||Welcome to the Persuasive Technology Lab Website. We are part of H-STAR Institute and the Stanford Graduate School of Education. Persuasive Technology was a term BJ Fogg coined while conducting graduate work at Stanford University in the 1990’s. He was, and still is an optimist about the value and impact technology can have to help people feel successful doing what they already want to do.
From the very early days in the late 90’s and early 00’s we could see the need for an ethical approach for designing persuasive technologies. While our research has moved on from persuasive technology to focus on designing for healthy behavior change, we believe it is important to continue to highlight the ethical contributions in the field of Persuasive Technology so that those who are responsible for designing persuasive technologies can do so in an ethical way. Below you will find several resources our lab created on the ethical creation of persuasive technologies.
Soon after starting the Stanford Persuasive Tech Lab in 1997, we began teaching about the ethics of persuasive technology, both at the university and in industry (1997). Within the next few years we extended our message around ethics including this article in Wired Magazine. https://www.wired.com/2000/03/fiddling-with-human-behavior/ )

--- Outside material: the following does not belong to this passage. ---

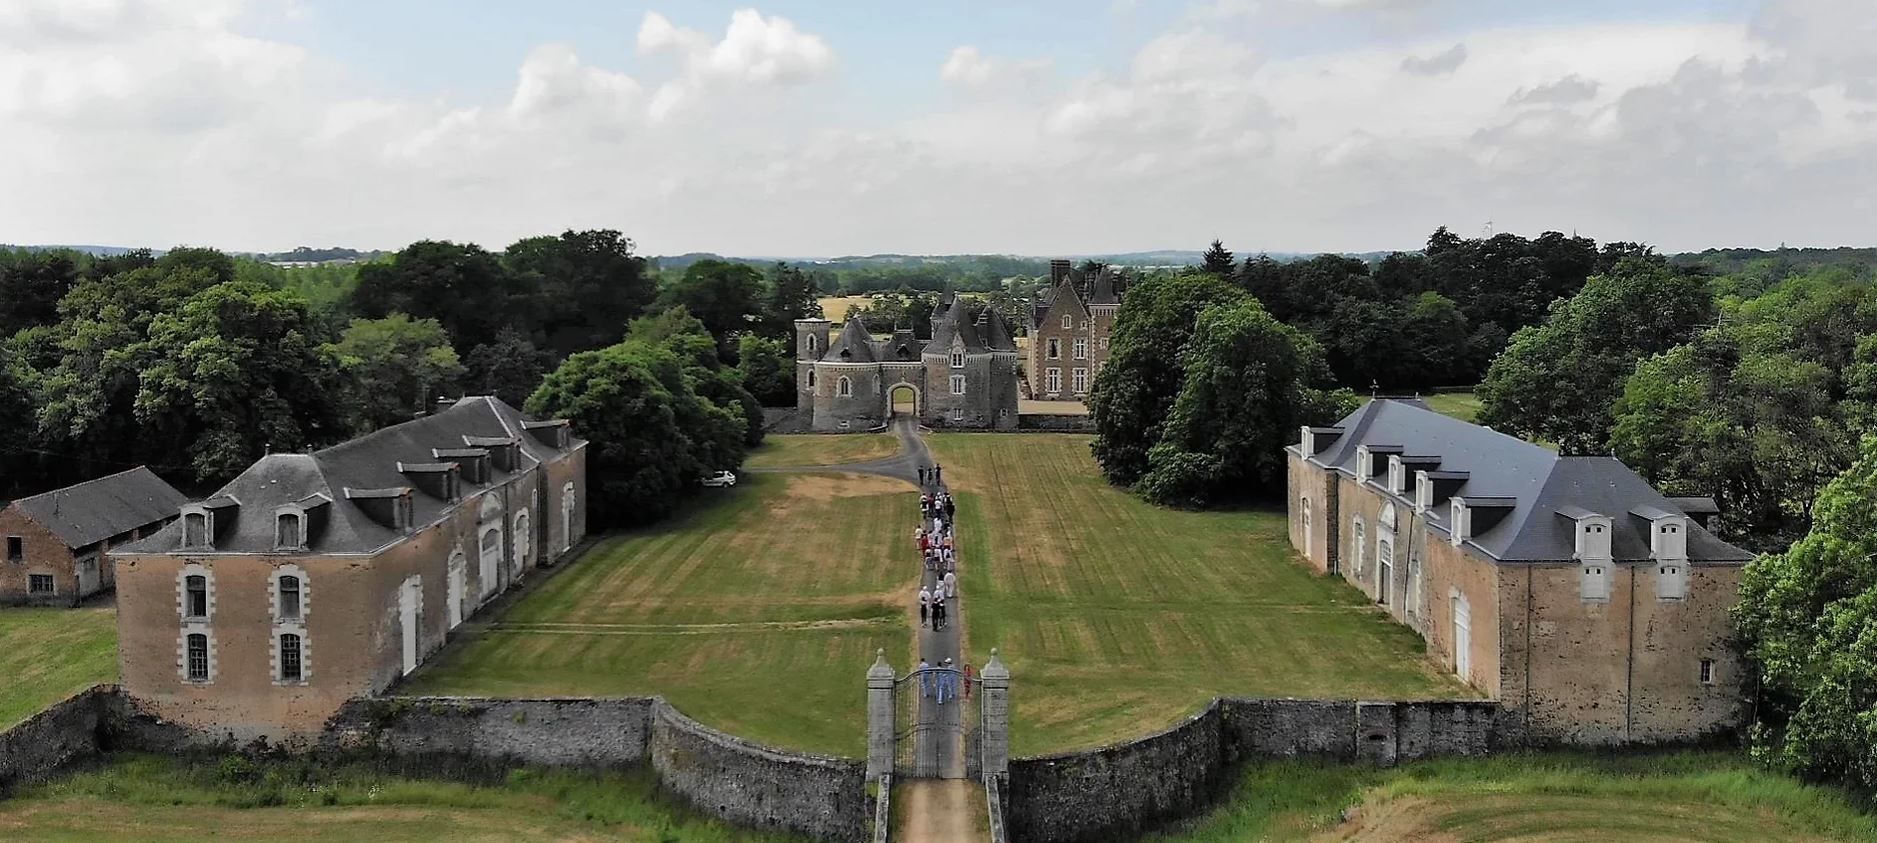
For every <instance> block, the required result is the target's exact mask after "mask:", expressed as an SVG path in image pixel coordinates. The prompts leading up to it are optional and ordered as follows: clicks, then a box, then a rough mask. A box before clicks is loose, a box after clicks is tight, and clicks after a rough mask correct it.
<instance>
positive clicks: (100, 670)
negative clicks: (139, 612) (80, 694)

In 1998, BJ Fogg published the first peer-reviewed paper to address the ethics of persuasive tech. This paper has been required reading for all students and lab members. See page 229 http://citeseerx.ist.psu.edu/viewdoc/download?doi=10.1.1.83.7257&rep=rep1&type=pdf
In 1999, the lab organized the first panel at a major conference to address the ethical issues of persuasive technology: http://dl.acm.org/citation.cfm?doid=632716.632772
Also in 1999, our lab wrote an article on the ethics of persuasive tech which was part of a special issue of ACM that BJ guest edited. See this issue here: https://cacm.acm.org/magazines/1999/5
In 2002, BJ wrote the first book chapter about the ethics of persuasive tech. See chapter 9 in his book Persuasive Technology. Start with page 213 here: http://bit.ly/2uQt5SO
Our Lab organized the first-ever conference about the ethics of persuasive tech (half-day event at Stanford)
In 2006 we created a video to warn the FTC (and others) about problematic areas related to persuasive technology. See the video here: https://vimeo.com/117427520
(BJ’s quick note: This video above has a slow pace, and it’s not my best look, with the shaved head and all. However, do listen to what I was predicting and warning people about. At least go to minute 10 and see what I say about the political use of persuasion profiles. We recorded this video in 2006 to warn policymakers of the impacts persuasive technology could have. Remember, this message was recorded in 2006 not 2016 and the message rings true more and more every day.)
In addition to our lab’s consistent focus on the need for an ethical approach to persuasive technology, we also emphasized the opportunity for Persuasive Technology to help millions of people. Here are a few areas where we put this into practice. Along with those efforts, our lab focused on technology that promoted peace.
The lab’s focus on technology to promote peace (starting in 2009) led to a new lab at Stanford called the “Peace Innovation Lab” — https://peaceinnovation.stanford.edu/
Based on our work in the lab, BJ co-authored a book in 2010 to help parents understand Facebook and protect their kids: Facebook for Parents (out of print now but you can find copies online).
We researched and then held five ground-breaking industry events (2007-2012) to share insights and best practices around how mobile devices can be used to improve the health of everyday people. We focused on what really works to change people’s health behaviors.
I have long been a champion for my former students doing good things in the world, including Tristan Harris and his work (“Time Well Spent” and now Center for Humane Technology). Tristan has a TedTalk discussing the dark side of Persuasive Technology and he continues to champion the ethical use of these technologies to solve the current challenges we face.
I am extremely proud of the work our lab has done over the years and while our work has moved away from this arena, I hope anyone looking to design persuasive technologies will review the work we have done on ethics and focus their research and efforts on positive change and helping people succeed and feel successful at doing what they already want to do.